Show that for each positive integer b, $\displaystyle b^{61} \equiv b (mod \, 1001)$

Thank you for your help - Mar 30th 2008, 12:58 AMMoo
Hello,

You can take a look at the Chinese remainder theorem , as far as i see your problem, this is the only way i've found to get only elements of solution...

If you were asked to show that it had a congruence with 1 mod 1001, i would have given you Euler's theorem - Mar 30th 2008, 02:45 AMkleenex
- Mar 30th 2008, 02:49 AMMoo
Nope, it won't work :s

Because $\displaystyle \varphi(1001)=6*10*12$, which is not 61 o.O

Perhaps you can see what to do, if so that's good for you (Rofl) - Mar 30th 2008, 05:32 AMPaulRS
Well $\displaystyle 1001=7\cdot{11}\cdot{13}$

Let $\displaystyle \theta=\text{lcm}\left(\phi(7),\phi(11),\phi(13)\r ight)$

You can easily see that

$\displaystyle a^{\theta}\equiv{1}(\bmod.7)$

$\displaystyle a^{\theta}\equiv{1}(\bmod.11)$

$\displaystyle a^{\theta}\equiv{1}(\bmod.13)$

whenever a is coprime to 1001

THen it follows (it is easy to prove) that $\displaystyle a^{\theta}\equiv{1}(\bmod{1001})$

But: $\displaystyle \theta=\text{lcm}\left(6,10,12\right)=60$

THus: $\displaystyle a^{60}\equiv{1}(\bmod{1001})$ if a is coprime to 1001 - Mar 30th 2008, 06:01 AMMoo
This is the problem... You have to show it for any integer, not coprime oO

- Mar 30th 2008, 08:12 AMThePerfectHacker
No, you do not need CRT, look at what PaulRS did.
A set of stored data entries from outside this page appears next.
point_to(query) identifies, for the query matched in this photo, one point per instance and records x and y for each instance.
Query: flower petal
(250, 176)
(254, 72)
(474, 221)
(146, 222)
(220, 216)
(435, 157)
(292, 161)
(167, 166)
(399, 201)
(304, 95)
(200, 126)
If you have $\displaystyle x\equiv a(\bmod n_1)$, $\displaystyle x\equiv a(\bmod n_2)$, .... , $\displaystyle x\equiv a_k(\bmod n_k)$ so that $\displaystyle \gcd(n_i,n_j)=1$ whenever $\displaystyle i\not = j$ then $\displaystyle x\equiv a(\bmod n)$ where $\displaystyle n=n_1\cdot ... \cdot n_k$. This is not CRT, just property of relative primeness. CRT only enters when the $\displaystyle a$'s are different for each modolus.
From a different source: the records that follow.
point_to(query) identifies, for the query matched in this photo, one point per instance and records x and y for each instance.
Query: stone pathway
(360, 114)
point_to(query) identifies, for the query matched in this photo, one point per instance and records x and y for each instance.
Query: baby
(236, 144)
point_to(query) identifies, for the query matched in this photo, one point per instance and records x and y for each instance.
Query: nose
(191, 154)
- Mar 30th 2008, 08:44 AMMoo
Oh, i didn't know this thing :-) d'you have a wiki link ?

Why that :Quote:

THus: a^{60}\equiv{1}(\bmod{1001}) if a is coprime to 1001

Thanks ! - Mar 30th 2008, 09:01 AMThePerfectHackerQuote:

Originally Posted by**Moo**

Because,

$\displaystyle a^6 \equiv 1(\bmod 7)$

$\displaystyle a^{10}\equiv 1(\bmod 11)$

$\displaystyle a^{12}\equiv 1(\bmod 13)$.

Then,

$\displaystyle (a^6)^{10}\equiv 1^{10}(\bmod 7)$

$\displaystyle (a^{10})^6\equiv 1^6(\bmod 11)$

$\displaystyle (a^{12})^5\equiv 1^5(\bmod 13)$.

Thus.

$\displaystyle a^{60}\equiv 1(\bmod 1001)$.

Quote:

Originally Posted by**Moo**

But it will not work for any integer. Say $\displaystyle a=7$ then $\displaystyle 7^{60}\not \equiv 7(\bmod 1001)$ (I just did it on my calculator (Tongueout) ). - Mar 30th 2008, 09:18 AMMoo
oO is a smiley :D

That's the problem, the initial text said that it was for any integer... I couldn't verify with my calculator, thanks

Quote:

Thus.

$\displaystyle a^{60}\equiv 1(\bmod 1001)$.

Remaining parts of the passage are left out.